Pagina:Gozzi - Le fiabe. 1, 1884.djvu/341


atto quarto. 119

     Rimorso e angoscia della mia innocenza,
     Giacchè il volesti. A’ detti ultimi sono.
     Mil. Ah no, non dirli, fratel mio.
     Ien. (con isdegno e risoluto) Son questi.
 (segue con voce debile)

Armilla, ch’ha in potere, se sposa suo fratello,
   La notte un mostro orrendo trangugierassi quello.
Se non gli reca Armilla, o gli palesa il fatto,
   O con nessun fa cenno con parola, o con atto;
Il decreto è infallibile; se in nulla mancherà,
   Una statua di marmo Jennaro diverrà.

     Combattei col dragone questa notte.
     Che la porta spezzai.
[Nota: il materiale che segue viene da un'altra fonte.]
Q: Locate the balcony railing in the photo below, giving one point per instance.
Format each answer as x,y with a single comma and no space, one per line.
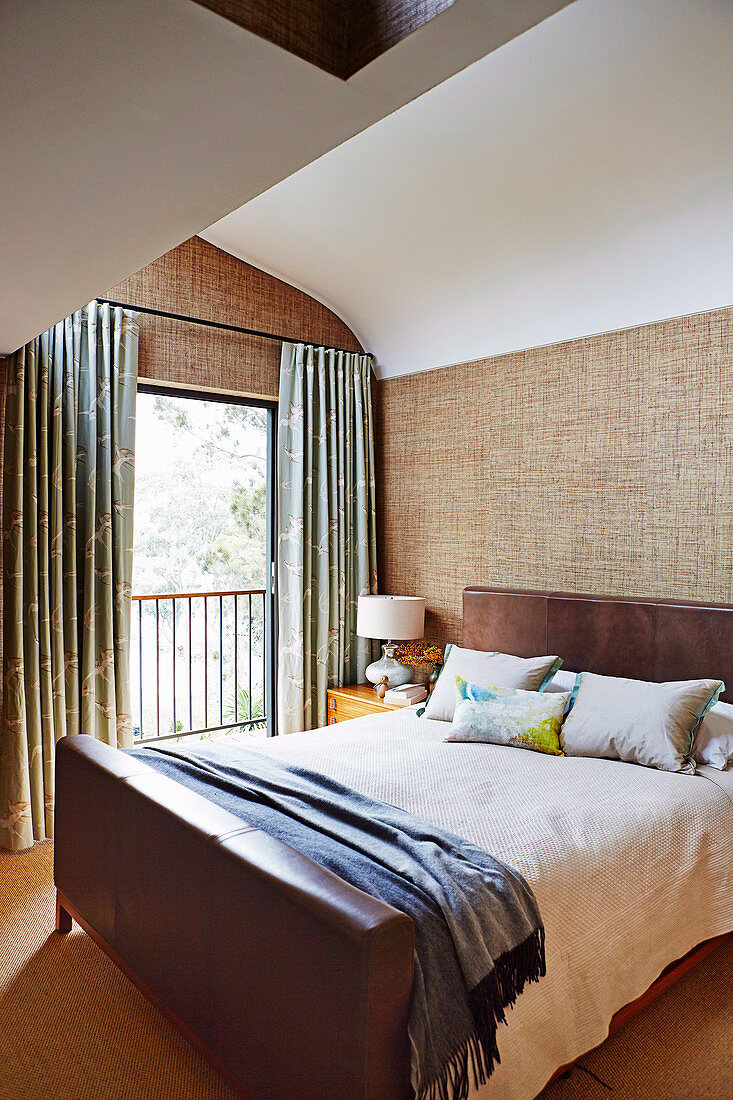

Fu quello il colpo.
     Che ti serbò la vita, e ch’è cagione
     Per serbarti la mia, ch’ora... la perdo.
     Salvati da Norando... io più non posso. (segue tremuoto, e Jennaro cambia il capo e la faccia in marmo)
     Mil. (con disperazione) Fulmina, Ciel, percuotimi. Innocente
     Fratel, chi mi t’ha tolto? Oh Dio! Soldati,
     Servi, Ministri, era innocente il mio
     Caro fratello. Io fui, che l’ho tradito;
     Io son di morte reo. Deh mi recate
     Nella Reggia l’amaro simulacro.
     A’ suoi piedi morrò distrutto in lagrime.